既設ソフトウェアを更新する際は、ソースコードだけでなく、コンパイラのバージョン、ビルド設定、32ビット・64ビット環境、ランタイム、外部ライブラリ、接続機器用ドライバーまで確認します。
計量・制御システムでの使い分け
一つの計量・制御システムでも、装置内のすべてを同じ言語で開発するとは限りません。例えば、組込み機器内部の周期処理をC言語、FAパソコン上の実績管理をC#、既存の通信・演算ソフトウェアをVisual C++、帳票や補助ツールをVisual Basic .NETで構築することがあります。
言語選定では、次の条件を整理します。
- マイコン、CPU、FAパソコンなどの実行環境
- 必要な応答速度と処理周期
- 使用できるメモリやストレージ容量
- PLC、計測器、センサなどとの通信方式
- 画面、帳票、データベースの有無
- 既存ソースコードやライブラリの活用可否
- 将来のOS・端末更新と保守体制
制御周期が短く、ハードウェアを直接扱う部分ではC言語などのネイティブコードが適し、画面やデータベース連携を中心とする部分ではC#などが適する場合があります。言語単体の優劣ではなく、システム内で担う役割によって使い分けます。
制御ソフトウェアで重視する設計
計量・制御システムでは、正常時の処理だけでなく、異常値、通信断、電源断、機器応答の遅延などを想定した設計が必要です。

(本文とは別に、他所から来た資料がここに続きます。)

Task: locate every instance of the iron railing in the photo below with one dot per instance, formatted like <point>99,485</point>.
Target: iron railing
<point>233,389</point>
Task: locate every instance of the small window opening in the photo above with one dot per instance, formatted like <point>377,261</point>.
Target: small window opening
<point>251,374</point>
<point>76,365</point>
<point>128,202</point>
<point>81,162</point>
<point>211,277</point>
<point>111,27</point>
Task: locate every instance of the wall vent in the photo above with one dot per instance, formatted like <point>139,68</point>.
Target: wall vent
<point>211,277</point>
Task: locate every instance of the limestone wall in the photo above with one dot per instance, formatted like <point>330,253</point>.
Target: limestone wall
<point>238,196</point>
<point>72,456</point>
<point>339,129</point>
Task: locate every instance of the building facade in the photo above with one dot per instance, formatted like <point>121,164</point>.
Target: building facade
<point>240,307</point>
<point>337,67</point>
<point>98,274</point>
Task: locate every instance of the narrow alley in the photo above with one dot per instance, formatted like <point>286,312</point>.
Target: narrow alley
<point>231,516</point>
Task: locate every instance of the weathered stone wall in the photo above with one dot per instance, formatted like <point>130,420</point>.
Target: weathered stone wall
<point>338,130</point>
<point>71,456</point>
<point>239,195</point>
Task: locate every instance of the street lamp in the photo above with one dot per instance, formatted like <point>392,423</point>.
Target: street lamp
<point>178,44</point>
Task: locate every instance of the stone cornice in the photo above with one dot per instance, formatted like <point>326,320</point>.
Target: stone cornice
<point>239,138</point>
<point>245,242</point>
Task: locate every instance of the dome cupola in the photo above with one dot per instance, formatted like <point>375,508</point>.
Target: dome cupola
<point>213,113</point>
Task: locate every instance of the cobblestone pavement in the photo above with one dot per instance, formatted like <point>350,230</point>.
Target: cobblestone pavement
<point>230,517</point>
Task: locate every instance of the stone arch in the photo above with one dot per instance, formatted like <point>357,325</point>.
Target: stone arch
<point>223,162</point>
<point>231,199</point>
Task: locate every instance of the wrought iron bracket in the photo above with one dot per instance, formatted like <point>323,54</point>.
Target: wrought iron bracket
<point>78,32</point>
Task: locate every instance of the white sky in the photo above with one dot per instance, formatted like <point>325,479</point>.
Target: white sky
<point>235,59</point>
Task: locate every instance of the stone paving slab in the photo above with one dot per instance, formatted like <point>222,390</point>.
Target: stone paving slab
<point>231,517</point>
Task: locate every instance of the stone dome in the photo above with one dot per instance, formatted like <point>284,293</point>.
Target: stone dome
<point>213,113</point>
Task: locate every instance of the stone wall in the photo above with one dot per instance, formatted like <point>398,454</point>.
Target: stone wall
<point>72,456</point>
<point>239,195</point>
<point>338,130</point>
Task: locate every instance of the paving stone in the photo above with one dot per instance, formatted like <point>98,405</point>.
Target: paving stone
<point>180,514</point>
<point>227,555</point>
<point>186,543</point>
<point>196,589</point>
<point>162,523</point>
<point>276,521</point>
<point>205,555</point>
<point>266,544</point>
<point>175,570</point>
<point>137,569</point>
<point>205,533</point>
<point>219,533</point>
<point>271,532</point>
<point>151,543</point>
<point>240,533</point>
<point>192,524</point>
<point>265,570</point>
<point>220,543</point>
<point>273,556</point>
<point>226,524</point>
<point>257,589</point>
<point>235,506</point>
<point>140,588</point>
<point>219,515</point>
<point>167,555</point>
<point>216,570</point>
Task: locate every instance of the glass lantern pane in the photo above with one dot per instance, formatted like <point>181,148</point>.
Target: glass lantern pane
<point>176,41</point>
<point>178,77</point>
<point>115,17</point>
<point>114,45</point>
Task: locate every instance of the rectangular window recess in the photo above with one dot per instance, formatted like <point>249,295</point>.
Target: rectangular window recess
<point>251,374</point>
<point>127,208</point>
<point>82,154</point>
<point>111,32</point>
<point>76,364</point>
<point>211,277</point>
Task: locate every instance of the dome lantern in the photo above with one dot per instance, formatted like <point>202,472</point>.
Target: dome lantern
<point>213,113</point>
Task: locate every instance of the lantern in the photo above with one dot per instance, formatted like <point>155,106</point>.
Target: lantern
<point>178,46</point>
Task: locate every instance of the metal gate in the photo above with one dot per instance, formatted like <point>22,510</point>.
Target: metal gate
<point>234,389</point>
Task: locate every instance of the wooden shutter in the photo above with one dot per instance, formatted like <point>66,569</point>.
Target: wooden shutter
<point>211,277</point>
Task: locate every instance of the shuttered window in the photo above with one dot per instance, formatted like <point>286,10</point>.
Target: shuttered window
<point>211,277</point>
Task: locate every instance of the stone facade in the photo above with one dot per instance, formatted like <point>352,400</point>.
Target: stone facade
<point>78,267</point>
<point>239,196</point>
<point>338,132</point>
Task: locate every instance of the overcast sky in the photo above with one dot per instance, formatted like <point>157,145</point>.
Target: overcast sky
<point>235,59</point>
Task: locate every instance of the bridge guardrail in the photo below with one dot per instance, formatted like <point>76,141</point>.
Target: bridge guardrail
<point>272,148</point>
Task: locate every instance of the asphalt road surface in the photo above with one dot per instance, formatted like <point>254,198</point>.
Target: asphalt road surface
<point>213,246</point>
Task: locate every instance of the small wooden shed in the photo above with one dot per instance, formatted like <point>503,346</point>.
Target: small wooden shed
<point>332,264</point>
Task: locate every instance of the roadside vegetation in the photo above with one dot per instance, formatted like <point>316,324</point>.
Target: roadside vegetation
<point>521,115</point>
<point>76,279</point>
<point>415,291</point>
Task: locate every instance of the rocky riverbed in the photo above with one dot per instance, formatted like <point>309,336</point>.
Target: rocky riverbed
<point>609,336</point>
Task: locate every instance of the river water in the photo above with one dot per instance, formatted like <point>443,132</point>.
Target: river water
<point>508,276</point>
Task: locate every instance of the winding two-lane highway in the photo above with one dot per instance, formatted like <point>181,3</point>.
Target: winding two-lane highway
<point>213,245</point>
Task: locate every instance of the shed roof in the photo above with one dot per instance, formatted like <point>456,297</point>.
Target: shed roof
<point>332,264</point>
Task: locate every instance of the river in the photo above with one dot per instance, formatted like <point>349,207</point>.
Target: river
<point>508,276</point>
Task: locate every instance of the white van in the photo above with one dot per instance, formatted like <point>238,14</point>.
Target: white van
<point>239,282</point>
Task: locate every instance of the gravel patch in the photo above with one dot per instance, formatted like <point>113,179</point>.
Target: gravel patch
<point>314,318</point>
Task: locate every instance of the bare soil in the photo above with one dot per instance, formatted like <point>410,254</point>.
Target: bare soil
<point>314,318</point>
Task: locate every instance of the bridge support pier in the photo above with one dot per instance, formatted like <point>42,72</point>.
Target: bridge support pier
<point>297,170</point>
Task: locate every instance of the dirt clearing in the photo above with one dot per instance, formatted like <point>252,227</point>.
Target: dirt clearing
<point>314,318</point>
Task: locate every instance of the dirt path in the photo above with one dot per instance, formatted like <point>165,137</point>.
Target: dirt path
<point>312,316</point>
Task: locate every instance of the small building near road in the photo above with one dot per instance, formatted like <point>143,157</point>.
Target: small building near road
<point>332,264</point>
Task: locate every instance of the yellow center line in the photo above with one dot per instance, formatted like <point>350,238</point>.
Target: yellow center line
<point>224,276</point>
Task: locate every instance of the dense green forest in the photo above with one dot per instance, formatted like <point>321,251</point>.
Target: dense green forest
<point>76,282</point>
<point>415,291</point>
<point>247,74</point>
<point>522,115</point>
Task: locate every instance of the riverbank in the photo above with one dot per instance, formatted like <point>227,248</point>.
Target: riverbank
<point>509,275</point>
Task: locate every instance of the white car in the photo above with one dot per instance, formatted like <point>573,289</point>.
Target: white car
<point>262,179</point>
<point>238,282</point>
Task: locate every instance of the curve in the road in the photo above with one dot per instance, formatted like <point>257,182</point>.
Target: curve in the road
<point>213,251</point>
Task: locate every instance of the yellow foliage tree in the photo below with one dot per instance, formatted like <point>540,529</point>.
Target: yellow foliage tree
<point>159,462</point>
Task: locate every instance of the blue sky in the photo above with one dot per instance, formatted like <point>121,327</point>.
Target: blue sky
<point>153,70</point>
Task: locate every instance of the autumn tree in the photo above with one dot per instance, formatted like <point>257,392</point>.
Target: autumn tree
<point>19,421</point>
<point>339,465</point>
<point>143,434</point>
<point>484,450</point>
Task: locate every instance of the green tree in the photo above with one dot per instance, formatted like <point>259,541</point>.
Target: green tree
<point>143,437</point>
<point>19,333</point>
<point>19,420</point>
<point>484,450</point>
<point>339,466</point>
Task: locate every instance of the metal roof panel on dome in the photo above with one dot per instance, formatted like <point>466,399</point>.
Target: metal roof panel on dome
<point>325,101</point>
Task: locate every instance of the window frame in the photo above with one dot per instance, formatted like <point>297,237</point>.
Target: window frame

例えば通信処理では、応答を無期限に待たずタイムアウトを設け、再送回数を超えた場合は異常として扱います。受信データについても、範囲、データ長、チェックコード、機器状態などを確認し、異常な値をそのまま制御へ使用しないようにします。
組込み機器では、一定周期で実行する処理、割込みで行う処理、通信やデータ保存など時間を要する処理を分け、制御周期を乱さない構成にします。パソコン用ソフトウェアでは、画面処理と通信・保存処理を分離し、通信待ちによって操作画面が停止しないように設計します。
既設ソフトウェアを更新する際の注意点
既設ソフトウェアを改修する場合、使用言語が分かるだけでは十分ではありません。同じCやC++でも、開発環境、コンパイラ、ライブラリ、OS、CPUによってビルド方法や動作が異なります。
更新前には、次の情報を確認します。
- ソースコードと実際に稼働しているプログラムの対応
- 開発環境、コンパイラ、ビルド条件
- 外部ライブラリとライセンス
- 通信仕様と接続機器
- 設定ファイル、データベース、帳票の形式
- 32ビット版・64ビット版の違い
- 異常時動作と復旧手順
ソースコードが残っていても、必要なライブラリや開発環境が失われていると、同じプログラムを再構築できない場合があります。そのため、実行ファイルだけでなく、ソースコード、設計資料、ビルド手順、使用部品のバージョンを一体で管理することが重要です。
ハカルプラスの対応範囲
ハカルプラスでは、要求仕様、使用機器、OS、制御対象、既設システムの構成に応じて、プログラミング言語や開発環境を選定します。
ソフトウェア単体ではなく、計測回路、組込み基板、制御盤、PLC、計量コントローラ、タッチパネル、FAパソコン、通信、データベースまで含め、機器間の役割分担や異常時動作を整理します。
既存ソフトウェアの改修では、ソースコード、開発環境、通信仕様、接続機器、データ形式などを調査し、現行環境を維持するか、新しい環境へ移行するかを検討します。
よくある質問
Q. ソースコードがあれば古いソフトウェアを再構築できますか?
A. ソースコードだけでは再構築できない場合があります。使用していたコンパイラ、外部ライブラリ、ビルド設定、機器用ドライバー、ライセンスなども必要です。
Q. 古いVisual C++のソフトウェアを新しいWindowsへ移行できますか?
A. 対象OS、コンパイラ、MFCや外部ライブラリ、32ビット・64ビット環境、接続機器のドライバーなどを確認して判断します。ソース修正やライブラリの置換が必要になる場合があります。
Q. C言語で開発された組込みソフトウェアをC#へ置き換えられますか?
A. 実行環境や役割が異なるため、単純な置き換えはできません。マイコン上の制御はC言語のまま残し、画面やデータ管理部分だけをC#で更新するなど、機能を分けて検討します。
Q. 制御ソフトウェアの応答が遅い場合、言語を変更すれば改善しますか?
A. 必ずしも言語だけが原因とは限りません。通信周期、データベース処理、画面更新、ログ保存、機器の応答時間、プログラム構造などを調査して原因を切り分けます。
Q. 異なる言語で開発された機器やソフトウェアを連携できますか?
A. 通信プロトコル、データ形式、タイミング、異常時処理が合っていれば連携できます。言語の違いよりも、機器間のインターフェース仕様を明確にすることが重要です。